Warren Ellis, as you may know, recently released a book of his essays (I guess?) on Lulu. He and a friend of his knocked the thing together basically for no money, and now it’s for sale and people buy it. I haven’t bought it, because I’m not really that excited by Ellis’ criticism, but that’s neither here nor there.
What’s here is this: to any sensible person, this is a plan that obviously has no direct benefit to a person unless they are Warren Ellis. And, for some reason, any time anyone mentions that, Warren et al talk to us like we’re a bunch of lazy crybabies.
“Hurrr hurrr hurrm, why HAVEN’T I heard of you?” He says. ”I wasn’t born a famous comic book writer, hrrraaargghr.”
“Yaargh!” Says Ariana Osborne, who designed the book, “Before Warren Ellis was Warren Ellis, he wasn’t Warren Ellis.”
And look, yes, all of that shit is true. There was a time before Warren Ellis was famous enough to sell a self-published book on his own. The pertinent element there, of course, is that during that time, Warren Ellis did not try to sell a self-published book on his own. Instead, he found work with people that would do his marketing for him–which is why when he says, “We put this book together for basically nothing,” that’s not a hundred percent accurate; it overlooks twenty years of advertising on his behalf undertaken by DC, Marvel, Avatar, &c.
Now, I get this. I get that he doesn’t really want to field a lot of whining from frustrated artists who are just using the differences in situation as an excuse not to do any work. Hey, man, when I’m rich and famous, I’m damn sure going to pretend that I got where I was with grit and bootstraps and such, and that you yahoos had nothing to do with it. Stop asking me for a handout, you fucking hippies.
But the fact is that some of us do work, and that the economic realities of self-publishing are worth having a conversation about, and the economic realities of self-publishing are shitty. Warren Ellis sells maybe four hundred copies the first week his book is up, great, that’s four hundred dollars in his pocket. I think The Translated Man has hit about two hundred and fifty copies in the last year.
Obviously this means, don’t quit your day job (or lose your day job because of corporate restructuring–good luck with that). What it also means is that, if you’re going to self-publish a novel, you basically need to spend as much or more time marketing your book as you do actually writing it.

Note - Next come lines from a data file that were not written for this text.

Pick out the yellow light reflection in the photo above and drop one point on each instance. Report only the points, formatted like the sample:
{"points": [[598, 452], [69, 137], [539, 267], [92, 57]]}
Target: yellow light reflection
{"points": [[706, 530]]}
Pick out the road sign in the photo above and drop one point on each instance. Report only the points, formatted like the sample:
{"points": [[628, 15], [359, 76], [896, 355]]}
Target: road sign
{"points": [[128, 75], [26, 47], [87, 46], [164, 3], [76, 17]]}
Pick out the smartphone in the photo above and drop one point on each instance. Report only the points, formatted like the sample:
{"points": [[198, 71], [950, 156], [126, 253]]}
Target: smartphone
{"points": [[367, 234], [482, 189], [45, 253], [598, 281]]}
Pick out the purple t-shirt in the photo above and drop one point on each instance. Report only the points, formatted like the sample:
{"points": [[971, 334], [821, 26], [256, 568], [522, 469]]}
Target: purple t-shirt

Which is shitty, because the “novel-writing” skillset and the “marketing a book” skillset don’t really overlap. I’ve barely got any of the first, for example, and absolutely none of the second. Also, I hate it! So, now you’ve got your novel, and if you want anyone to buy it, instead of spending your time writing another novel you’ve got to spend your time telling people about your first one.

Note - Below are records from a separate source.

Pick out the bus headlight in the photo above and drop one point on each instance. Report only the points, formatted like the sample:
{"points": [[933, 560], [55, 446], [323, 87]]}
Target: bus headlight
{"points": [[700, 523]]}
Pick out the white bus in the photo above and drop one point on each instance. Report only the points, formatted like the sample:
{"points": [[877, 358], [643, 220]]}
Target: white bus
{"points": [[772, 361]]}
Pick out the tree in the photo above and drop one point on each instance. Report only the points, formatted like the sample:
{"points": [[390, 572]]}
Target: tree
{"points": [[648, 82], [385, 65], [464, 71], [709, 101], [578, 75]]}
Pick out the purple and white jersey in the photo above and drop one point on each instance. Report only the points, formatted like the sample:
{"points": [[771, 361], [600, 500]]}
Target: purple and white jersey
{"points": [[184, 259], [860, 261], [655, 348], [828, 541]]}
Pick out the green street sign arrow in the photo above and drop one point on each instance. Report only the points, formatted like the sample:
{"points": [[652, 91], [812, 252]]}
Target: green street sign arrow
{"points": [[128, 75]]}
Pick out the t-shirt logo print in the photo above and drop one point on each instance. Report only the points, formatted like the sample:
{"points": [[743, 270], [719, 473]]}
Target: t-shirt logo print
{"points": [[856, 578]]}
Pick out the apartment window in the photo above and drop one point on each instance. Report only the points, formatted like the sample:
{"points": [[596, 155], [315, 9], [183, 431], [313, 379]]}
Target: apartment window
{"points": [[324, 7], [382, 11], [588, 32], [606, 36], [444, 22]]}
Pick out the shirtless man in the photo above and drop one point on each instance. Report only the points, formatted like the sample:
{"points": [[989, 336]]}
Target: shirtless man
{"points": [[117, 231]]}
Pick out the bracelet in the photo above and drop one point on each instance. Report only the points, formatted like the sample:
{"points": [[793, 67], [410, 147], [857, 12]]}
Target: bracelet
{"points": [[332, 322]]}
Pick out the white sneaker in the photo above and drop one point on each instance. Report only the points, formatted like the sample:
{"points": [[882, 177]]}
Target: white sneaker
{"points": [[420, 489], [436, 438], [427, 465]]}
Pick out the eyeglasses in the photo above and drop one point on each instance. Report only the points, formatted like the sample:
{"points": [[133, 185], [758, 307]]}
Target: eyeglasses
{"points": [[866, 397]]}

(Or, if you’re like me, spending your time watching reruns of 30 Rock and eating Cheerios.)
Now, this is part of what my ambition for Threat Quality Press is–the one thing that I noticed at Philcon over the weekend was that there was a marked tendency in authors to try and push readers to their own, personal sites. And that’s great, but it means that every writer there with a book to sell is trying to divide the readership base up–which is crazy, because all of our readership bases overlap.

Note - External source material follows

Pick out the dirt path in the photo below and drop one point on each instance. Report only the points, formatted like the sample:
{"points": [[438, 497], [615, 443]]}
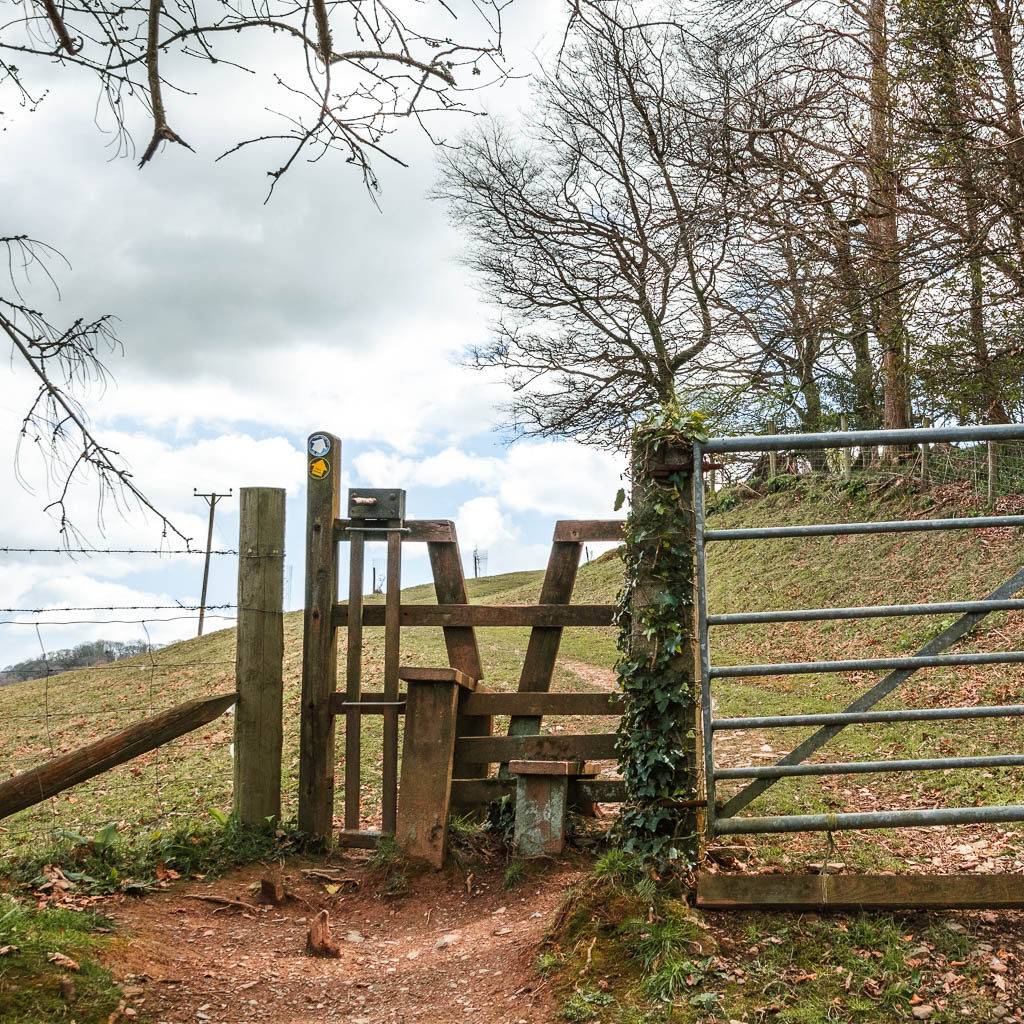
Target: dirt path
{"points": [[455, 948]]}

Moreover, as I mentioned on the Broadsheets project, let’s say I am a great writer (okay!), and let’s say I’ve got people coming to Threat Quality Press, where I have my book. What happens when they’ve read all of my books and commentary? Let’s say they even like it (not much of a stretch, I know).
How much time do I spend keeping people coming back to TQP? How much of that time is time I could be spending working on a long-form novel, or a new play? The website yields the same problem that marketing brings up–how much time do you spend on it versus the time that you spend on doing the work?
You can see webcomics guys, for instance, can run a very successful system of “update website, sell stuff,” partly because they’re primarily working on the same project for a very, very long time, and because there is no “other work” that they could be doing instead of the site–the comics ARE the work. But I’m not sure that you can do the same thing with novels: if I run the novel in pieces on TQP, would I eventually get people to buy the book? Would they purchase it just for the value-adds? I’m suspicious.
So, but anyway, Threat Quality Press and my ambitions: as a group that diverts attention to one location, we all benefit from each other’s work. I advertise my book, someone comes to the site, and they find Holland’s book, and vice-versa. The marketing work also overlaps; with, say, ten people, each person could do 11% as much marketing, and the site would benefit from someone working at 110%.
Of course, this is no good if, after coming to the website, you find that there’s nothing there worth reading–which is why the OTHER ambition with TQP is that it is also a destination in and of itself. Even if you never want to read the books, at least you’re hanging out in the space, potentially referring articles you like to people you know.
In conclusion: congratulations, Warren Ellis, you published a book on Lulu. You guys know that that’s the easiest part, right? Any idiot can publish a book on Lulu. Have you SEEN the books on Lulu?
If we’re going to talk about new ways to use POD tools, we also need to talk about new ways of getting those Printed-On-Demand objects into people’s hands.